Does anyone here have any experiance with the reflex?
I'd like to know how fast it will go - if it'll do 75 on the Interstate without too much stress - how it handles etc...

Thanks in Advance.

fnfalman
02-24-2005, 18:42
I'm just curious but why would she want to ride a scooter that big? That's a hefty sucker!

Would she consider a similarly sized engine motorcycle? A Honda Nighthawk has the same displacement but much cheaper AND lighter.

I am ignorant of scooters, especially big ones, but don't motorcycles usually handle better than scooters?

ArmyCop
02-24-2005, 21:03
I've heard others who have experiance with scooters say they are easy and fun to ride. One thing is no having to learn to use the clutch and shift. They are automatic.

fnfalman
02-25-2005, 09:10
I tooted around on the old 50-cc Vespas and Lambrettas before and it was really fun. BUT when you're talking about a 250-cc scooter that weighs more than a similarly engined motorcycle and doesn't have the suspension travel and smallish wheels, I can't imagine these things are easy to ride. The automatic transmission makes it easy, but how does one balance something that big and heavy on small wheels? And riding something that big at higher speed without the suspension travel?

Anyway, I am not dogging anybody out. I'm just trying to see the advantage of riding a big scooter over a motorcycle.

gixxer11
02-25-2005, 19:08
Yes, they'll do 75mph, but it's not the easiest 75. I've had one up to 80+ drafting a minivan once. Scooters take a little getting used to if your acustomed to motorcycles, but they're not bad. I would still try and get her to take a class, and talk her into a little more powerful machine (i.e. motorcycle). There is a point when not enough power is just as dangerous as too much, especially in today's traffic. See if the dealer will let you test ride it and decide for yourself. Just to let you know they are a little more "involved" if you try to work on it yourself. There has got to be half a million fasteners that have to be revomed before you can do anything. Plus all that plastic costs ALOT if it goes down. Just a friendly reminder.

NYGunman
03-10-2005, 07:06
I have bought and sold several different scooters on Ebay. The bigger ones are easy to drive and are comfortable. The only bad thing I can say is that they have small tires. The only accident I was in was when I went from the road and into some sand on the side of the road. I would have been OK if I was on a normal motorcycle. Those tiny tires are just not meant for sand.

Texas T
03-10-2005, 07:52
Originally posted by gixxer11
I would still try and get her to take a class, and talk her into a little more powerful machine (i.e. motorcycle). MSF has just started offering scooter specific classes because of the high number of sales of this type of bike. I think there was an article in this month's AMA magazine.

Bandalero
03-10-2005, 08:16
I think it depends on what kind of traveling. If just short hops and around the area, a scooter would be a blast. I'm not so sure about long trips or extensive interstate >70 mph travel.

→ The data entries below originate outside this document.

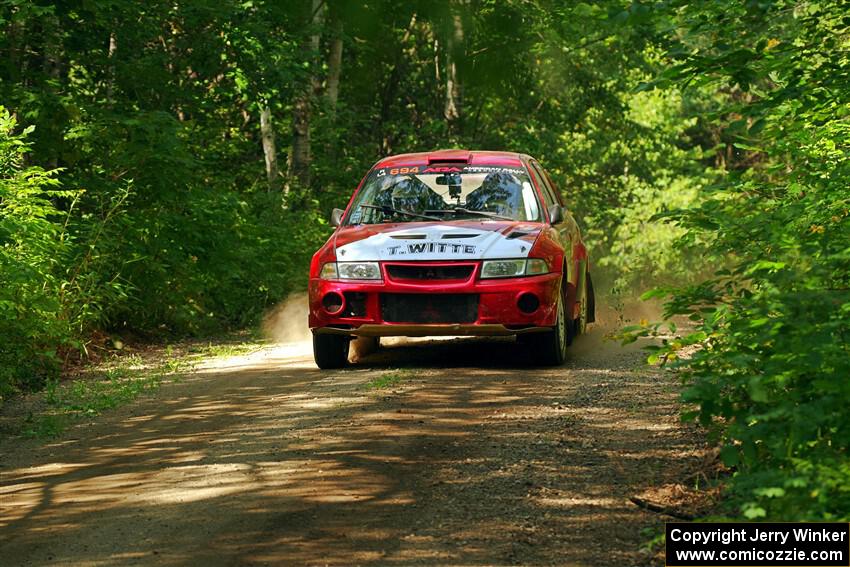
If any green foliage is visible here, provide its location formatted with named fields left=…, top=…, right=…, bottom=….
left=0, top=107, right=72, bottom=394
left=632, top=1, right=850, bottom=520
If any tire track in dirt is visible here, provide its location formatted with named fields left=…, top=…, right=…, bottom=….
left=0, top=333, right=704, bottom=565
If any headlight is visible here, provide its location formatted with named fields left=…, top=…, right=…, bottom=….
left=481, top=258, right=549, bottom=278
left=319, top=262, right=381, bottom=280
left=319, top=262, right=339, bottom=280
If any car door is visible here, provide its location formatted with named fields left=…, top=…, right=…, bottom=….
left=529, top=160, right=587, bottom=316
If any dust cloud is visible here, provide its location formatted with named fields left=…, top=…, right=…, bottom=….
left=263, top=292, right=311, bottom=343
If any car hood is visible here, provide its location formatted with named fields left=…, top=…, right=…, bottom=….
left=334, top=220, right=543, bottom=262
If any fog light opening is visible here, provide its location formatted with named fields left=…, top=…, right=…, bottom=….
left=516, top=293, right=540, bottom=313
left=322, top=291, right=345, bottom=315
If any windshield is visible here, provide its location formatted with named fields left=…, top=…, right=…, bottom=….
left=345, top=165, right=540, bottom=225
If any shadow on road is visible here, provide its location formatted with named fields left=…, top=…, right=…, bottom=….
left=0, top=337, right=701, bottom=565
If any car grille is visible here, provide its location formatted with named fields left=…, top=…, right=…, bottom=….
left=387, top=264, right=475, bottom=280
left=381, top=293, right=478, bottom=323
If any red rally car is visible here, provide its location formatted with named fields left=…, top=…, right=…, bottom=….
left=309, top=150, right=594, bottom=368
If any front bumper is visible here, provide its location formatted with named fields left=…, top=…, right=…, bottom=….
left=309, top=269, right=561, bottom=337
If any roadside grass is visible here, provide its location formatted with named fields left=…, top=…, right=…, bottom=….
left=17, top=356, right=191, bottom=439
left=7, top=334, right=265, bottom=440
left=363, top=369, right=415, bottom=390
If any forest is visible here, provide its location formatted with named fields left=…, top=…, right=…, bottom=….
left=0, top=0, right=850, bottom=521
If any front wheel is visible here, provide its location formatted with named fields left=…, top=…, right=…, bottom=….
left=573, top=274, right=590, bottom=337
left=313, top=333, right=350, bottom=370
left=519, top=291, right=569, bottom=366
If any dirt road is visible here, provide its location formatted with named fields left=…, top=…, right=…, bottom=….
left=0, top=334, right=704, bottom=566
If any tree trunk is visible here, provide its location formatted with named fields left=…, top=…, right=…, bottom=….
left=106, top=32, right=118, bottom=106
left=260, top=105, right=285, bottom=193
left=289, top=0, right=324, bottom=192
left=327, top=17, right=342, bottom=114
left=443, top=14, right=463, bottom=127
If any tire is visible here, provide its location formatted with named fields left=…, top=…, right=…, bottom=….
left=313, top=333, right=351, bottom=370
left=519, top=284, right=572, bottom=366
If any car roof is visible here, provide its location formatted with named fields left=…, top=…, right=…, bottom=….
left=375, top=150, right=527, bottom=167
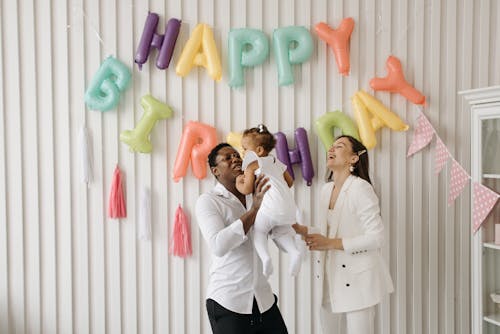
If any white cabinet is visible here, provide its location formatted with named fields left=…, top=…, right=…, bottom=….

I had no previous motorcycle experience and last year took the MSF course on a Honda Rebel 250. I own a 1995 Virago 535 (which cost me $2,000). The 535 has all the easy handling, lightness, and nimbleness of the Rebel, but can do highway speeds for long periods in relative comfort. It has a low seat height also.

But there is more to consider, i.e., shifting. Maybe she can take the MSF course on their 250s and see how she feels.